To the Editor:
I feel compelled to reply to the comments posted by various physicians/neurosurgeons with regard to your most sensible recent article suggesting the creation of centers of excellence for pituitary disorders, adenomas, and diseases. On behalf of patients, I will state that I have an inkling of the feelings and opinions of the professionals involved, but I believe we, the patients, have more vested (our lives) in the outcome of this proposal than most healthcare professionals may be willing to recognize or admit.
The comments and opinions of some of your readers would lead the casual observer to ponder at whom these comments were directed. Although having both a great personal and professional interest expressed in the opinions of some of the surgeons, it becomes crystal clear that some of your readers see the patients and issues under discussion as primarily “dollars and cents” problems requiring market/cost-driven solutions. I have over this period of time been an acromegalic patient for the better part of 76 years, 23 years as a patient advocate, leader, and close observer of all things relating to pituitary education and advances.
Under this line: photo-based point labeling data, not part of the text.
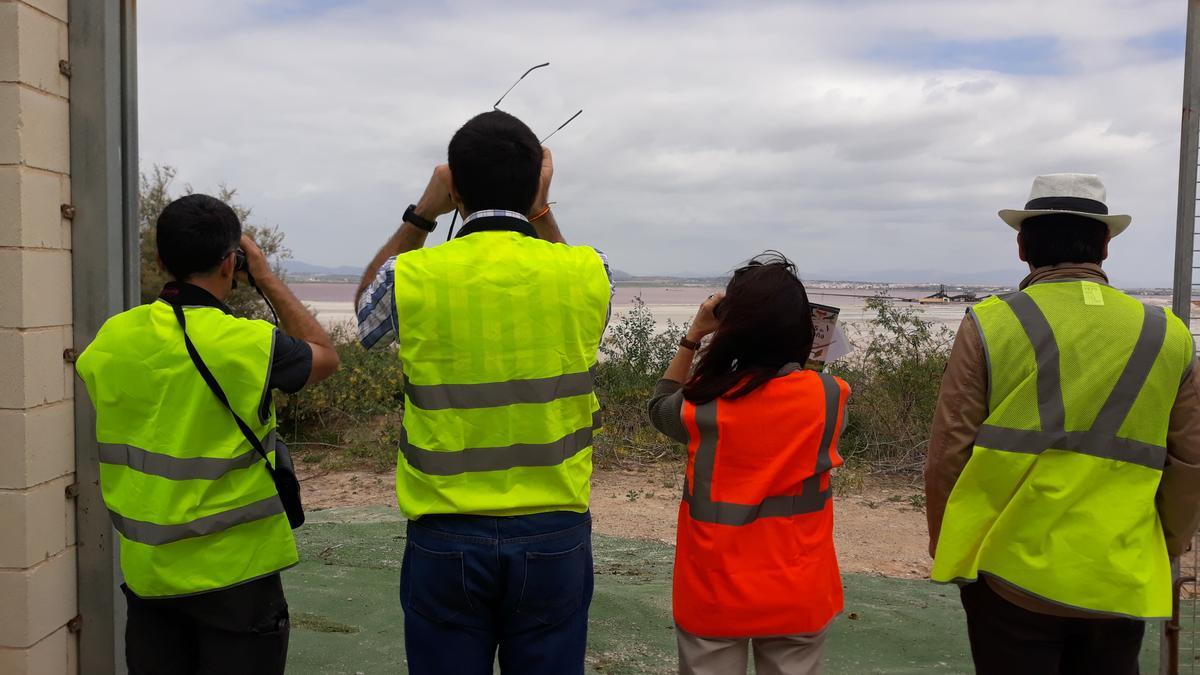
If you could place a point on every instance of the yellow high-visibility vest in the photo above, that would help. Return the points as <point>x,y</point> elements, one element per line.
<point>1057,499</point>
<point>498,336</point>
<point>195,507</point>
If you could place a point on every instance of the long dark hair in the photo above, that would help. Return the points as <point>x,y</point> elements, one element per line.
<point>765,323</point>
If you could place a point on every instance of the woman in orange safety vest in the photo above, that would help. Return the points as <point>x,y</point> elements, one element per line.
<point>755,561</point>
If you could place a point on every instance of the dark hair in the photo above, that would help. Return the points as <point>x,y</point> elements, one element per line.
<point>496,161</point>
<point>196,233</point>
<point>765,324</point>
<point>1063,238</point>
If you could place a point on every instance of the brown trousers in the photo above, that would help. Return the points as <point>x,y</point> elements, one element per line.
<point>787,655</point>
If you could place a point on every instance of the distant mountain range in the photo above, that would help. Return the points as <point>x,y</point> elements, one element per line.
<point>300,268</point>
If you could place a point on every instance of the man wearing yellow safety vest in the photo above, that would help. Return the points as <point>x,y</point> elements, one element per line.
<point>498,332</point>
<point>1063,470</point>
<point>203,531</point>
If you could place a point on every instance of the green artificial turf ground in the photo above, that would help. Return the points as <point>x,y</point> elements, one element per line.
<point>346,610</point>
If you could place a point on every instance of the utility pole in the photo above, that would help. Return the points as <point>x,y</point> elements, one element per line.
<point>1185,266</point>
<point>1185,232</point>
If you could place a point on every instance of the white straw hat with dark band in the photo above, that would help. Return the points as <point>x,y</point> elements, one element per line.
<point>1078,193</point>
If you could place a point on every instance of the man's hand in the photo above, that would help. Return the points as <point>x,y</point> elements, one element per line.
<point>547,172</point>
<point>255,260</point>
<point>437,201</point>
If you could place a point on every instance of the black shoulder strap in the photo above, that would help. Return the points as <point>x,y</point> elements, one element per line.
<point>216,389</point>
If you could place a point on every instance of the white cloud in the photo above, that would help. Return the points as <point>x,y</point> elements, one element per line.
<point>709,131</point>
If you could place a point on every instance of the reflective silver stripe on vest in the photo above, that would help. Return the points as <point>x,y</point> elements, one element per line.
<point>1137,371</point>
<point>1101,440</point>
<point>1084,442</point>
<point>495,394</point>
<point>811,499</point>
<point>180,469</point>
<point>1045,350</point>
<point>453,463</point>
<point>155,535</point>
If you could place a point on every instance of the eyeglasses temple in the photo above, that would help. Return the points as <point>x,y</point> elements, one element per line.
<point>497,105</point>
<point>561,126</point>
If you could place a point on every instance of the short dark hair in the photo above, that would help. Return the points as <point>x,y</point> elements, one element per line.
<point>496,161</point>
<point>196,233</point>
<point>1063,238</point>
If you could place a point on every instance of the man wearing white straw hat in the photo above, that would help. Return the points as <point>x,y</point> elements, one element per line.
<point>1063,469</point>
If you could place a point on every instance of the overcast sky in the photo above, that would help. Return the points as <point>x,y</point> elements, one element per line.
<point>865,139</point>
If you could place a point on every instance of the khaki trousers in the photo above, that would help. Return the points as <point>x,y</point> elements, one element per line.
<point>787,655</point>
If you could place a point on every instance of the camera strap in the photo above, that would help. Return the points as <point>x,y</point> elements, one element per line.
<point>220,393</point>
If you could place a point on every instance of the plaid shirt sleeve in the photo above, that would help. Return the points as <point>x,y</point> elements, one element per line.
<point>377,309</point>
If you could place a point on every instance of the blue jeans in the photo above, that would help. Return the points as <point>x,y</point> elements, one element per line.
<point>473,584</point>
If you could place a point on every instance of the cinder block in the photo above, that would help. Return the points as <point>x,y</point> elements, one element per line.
<point>52,655</point>
<point>34,523</point>
<point>31,366</point>
<point>42,130</point>
<point>39,444</point>
<point>41,45</point>
<point>45,125</point>
<point>57,9</point>
<point>30,208</point>
<point>10,55</point>
<point>37,601</point>
<point>10,133</point>
<point>35,288</point>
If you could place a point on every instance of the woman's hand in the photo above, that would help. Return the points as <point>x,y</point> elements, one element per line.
<point>706,318</point>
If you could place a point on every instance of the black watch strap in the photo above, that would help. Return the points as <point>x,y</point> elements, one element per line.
<point>421,222</point>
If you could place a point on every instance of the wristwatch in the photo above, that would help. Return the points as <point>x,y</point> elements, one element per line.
<point>421,222</point>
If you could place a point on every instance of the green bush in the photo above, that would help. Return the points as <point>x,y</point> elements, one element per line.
<point>894,372</point>
<point>633,358</point>
<point>351,420</point>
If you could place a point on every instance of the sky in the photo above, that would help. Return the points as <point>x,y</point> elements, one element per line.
<point>867,139</point>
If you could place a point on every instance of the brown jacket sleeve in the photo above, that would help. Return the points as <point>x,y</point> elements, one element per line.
<point>1179,494</point>
<point>961,410</point>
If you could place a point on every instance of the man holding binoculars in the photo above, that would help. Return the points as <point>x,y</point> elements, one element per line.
<point>202,526</point>
<point>498,332</point>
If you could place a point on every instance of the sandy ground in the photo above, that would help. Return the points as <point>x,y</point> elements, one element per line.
<point>879,530</point>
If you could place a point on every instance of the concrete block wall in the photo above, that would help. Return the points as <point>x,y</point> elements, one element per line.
<point>37,556</point>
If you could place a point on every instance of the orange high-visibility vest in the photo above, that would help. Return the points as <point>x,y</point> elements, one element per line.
<point>755,554</point>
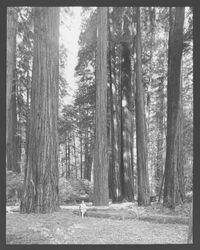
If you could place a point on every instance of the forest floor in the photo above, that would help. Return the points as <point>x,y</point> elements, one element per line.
<point>65,227</point>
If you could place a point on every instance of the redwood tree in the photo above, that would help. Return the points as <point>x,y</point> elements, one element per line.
<point>101,157</point>
<point>173,102</point>
<point>11,115</point>
<point>41,182</point>
<point>143,181</point>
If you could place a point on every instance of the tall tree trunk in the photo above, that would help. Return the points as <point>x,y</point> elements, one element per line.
<point>41,183</point>
<point>81,154</point>
<point>180,171</point>
<point>69,158</point>
<point>75,154</point>
<point>11,115</point>
<point>27,127</point>
<point>126,124</point>
<point>143,181</point>
<point>86,154</point>
<point>160,126</point>
<point>190,229</point>
<point>66,157</point>
<point>173,100</point>
<point>101,196</point>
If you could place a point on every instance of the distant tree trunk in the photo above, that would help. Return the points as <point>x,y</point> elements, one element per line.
<point>86,154</point>
<point>190,229</point>
<point>69,158</point>
<point>11,115</point>
<point>81,154</point>
<point>173,100</point>
<point>75,154</point>
<point>66,157</point>
<point>101,196</point>
<point>41,183</point>
<point>143,181</point>
<point>126,131</point>
<point>27,127</point>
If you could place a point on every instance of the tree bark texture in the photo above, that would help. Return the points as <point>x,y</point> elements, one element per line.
<point>173,102</point>
<point>126,128</point>
<point>190,228</point>
<point>114,166</point>
<point>143,179</point>
<point>11,115</point>
<point>101,196</point>
<point>41,183</point>
<point>160,126</point>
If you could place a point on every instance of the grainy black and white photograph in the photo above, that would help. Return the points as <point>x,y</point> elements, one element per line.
<point>99,125</point>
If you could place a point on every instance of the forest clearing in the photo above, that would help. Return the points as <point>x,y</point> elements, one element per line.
<point>99,119</point>
<point>64,227</point>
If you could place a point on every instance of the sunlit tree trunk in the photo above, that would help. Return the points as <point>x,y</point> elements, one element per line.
<point>41,183</point>
<point>143,181</point>
<point>101,196</point>
<point>126,131</point>
<point>160,126</point>
<point>173,102</point>
<point>11,115</point>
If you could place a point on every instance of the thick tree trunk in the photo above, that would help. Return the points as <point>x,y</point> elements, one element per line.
<point>11,115</point>
<point>143,181</point>
<point>101,149</point>
<point>114,170</point>
<point>173,99</point>
<point>126,128</point>
<point>41,183</point>
<point>160,126</point>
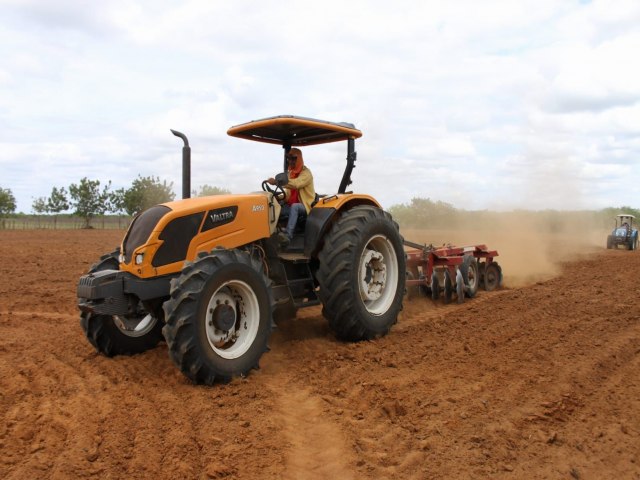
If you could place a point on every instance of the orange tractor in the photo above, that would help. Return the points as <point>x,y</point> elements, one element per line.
<point>208,275</point>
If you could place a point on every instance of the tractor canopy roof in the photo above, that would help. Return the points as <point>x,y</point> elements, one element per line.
<point>292,131</point>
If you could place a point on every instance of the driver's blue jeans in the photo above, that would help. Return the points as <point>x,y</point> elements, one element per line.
<point>296,211</point>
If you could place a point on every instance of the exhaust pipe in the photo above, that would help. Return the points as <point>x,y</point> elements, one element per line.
<point>186,165</point>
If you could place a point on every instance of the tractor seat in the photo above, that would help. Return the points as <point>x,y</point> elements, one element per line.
<point>284,217</point>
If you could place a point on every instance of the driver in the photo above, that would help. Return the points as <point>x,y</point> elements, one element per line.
<point>300,193</point>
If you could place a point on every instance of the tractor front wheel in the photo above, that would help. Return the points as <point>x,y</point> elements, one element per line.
<point>362,274</point>
<point>120,334</point>
<point>219,317</point>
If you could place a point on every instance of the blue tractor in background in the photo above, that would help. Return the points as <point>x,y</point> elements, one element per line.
<point>623,233</point>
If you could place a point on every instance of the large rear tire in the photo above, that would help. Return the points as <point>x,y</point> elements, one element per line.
<point>362,274</point>
<point>114,335</point>
<point>219,317</point>
<point>492,276</point>
<point>470,275</point>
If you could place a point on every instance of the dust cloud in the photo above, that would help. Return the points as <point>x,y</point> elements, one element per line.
<point>531,245</point>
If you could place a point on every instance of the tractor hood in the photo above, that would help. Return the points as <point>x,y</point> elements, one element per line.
<point>162,237</point>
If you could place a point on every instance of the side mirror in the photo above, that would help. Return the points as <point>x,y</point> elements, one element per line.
<point>282,179</point>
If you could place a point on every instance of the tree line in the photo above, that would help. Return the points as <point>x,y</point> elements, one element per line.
<point>89,198</point>
<point>422,213</point>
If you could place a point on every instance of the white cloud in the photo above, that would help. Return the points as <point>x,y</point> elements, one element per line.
<point>499,99</point>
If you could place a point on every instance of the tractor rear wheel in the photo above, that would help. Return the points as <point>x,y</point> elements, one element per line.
<point>362,274</point>
<point>492,276</point>
<point>219,317</point>
<point>120,334</point>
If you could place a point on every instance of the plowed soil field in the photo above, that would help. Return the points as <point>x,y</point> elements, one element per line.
<point>537,380</point>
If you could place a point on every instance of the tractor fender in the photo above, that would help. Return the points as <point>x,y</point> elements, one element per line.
<point>324,213</point>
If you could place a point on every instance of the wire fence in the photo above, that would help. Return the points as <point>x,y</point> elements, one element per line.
<point>63,222</point>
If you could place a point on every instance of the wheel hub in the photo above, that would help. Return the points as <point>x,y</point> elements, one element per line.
<point>373,275</point>
<point>224,317</point>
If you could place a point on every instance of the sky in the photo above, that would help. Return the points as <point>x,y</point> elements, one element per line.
<point>494,105</point>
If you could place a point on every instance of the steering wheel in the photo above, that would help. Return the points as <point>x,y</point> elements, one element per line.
<point>277,191</point>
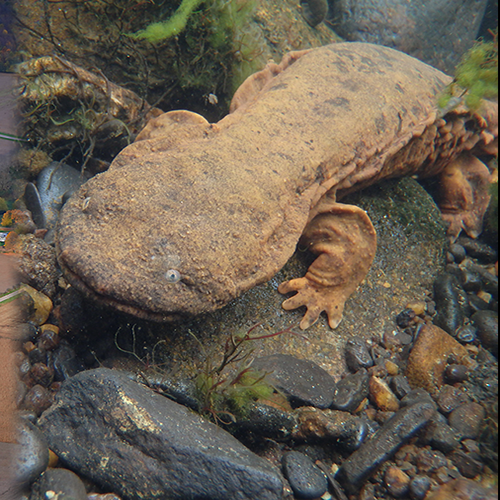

Having been in the business world for >50 years, I agree in principle with the concept of centers of excellence while desiring to make it absolutely clear that medicine must function under a different set of rules than, for instance, a restaurant, although similarities are striking and unarguable. Public health and socially accepted rules for health and safety precede every other law, rule, and regulation put in place to save lives and human health while maintaining a viable and robust commercial environment to the satisfaction (we hope) of both the innkeepers and the consumer/restaurant patron.
First, we need to agree that pituitary adenomas/disorders are not in fact a primarily surgical problem to overcome. The problems and therefore the solutions are so multifaceted and difficult to enumerate that a wise surgeon knows when additional specialization is needed and ensures that the patient receives the care and attention required. (He/she also recognizes when his/her skills and professional care are not needed, and uppermost in his/her mind is: Whom should see this patient next?)
An apprentice/intern/residence program already exists in medicine. How with any degree of credibility can anyone possibly propose that with all the advances in medicine no more advances in pituitary patient care are needed? And yes, we know that apprentices/trainees worked on most of the world’s grand manmade creations from art to cathedrals. How in the name of rational discourse can anyone argue that we have advanced far enough and that little more is needed? With few exceptions, from the hundreds of patients who contact us every year, we have no choice but to conclude that both surgical and medical outcomes in patient treatment are closely linked to training and numerical surgical experiences in the facility where the patient is being treated. I was first acquainted with the concept of pituitary centers of excellence through Dr Charles Wilson, the “near pioneer” in pituitary surgery at University of California, San Francisco, nearly 22 years ago. Dr Wilson is now retired, but I well remember his frustration over the numerous “re-do's” he was called on to handle and the damage that was done by medical/surgical colleagues with very little experience in this area of medicine.
I guess my little epistle may be considered a rant by some, but I hope we can all agree that patient input and experiences have their places in modern medicine and deserve to be considered before being objected to.
The author has no personal financial or institutional interest in any of the drugs, materials, or devices described in this article.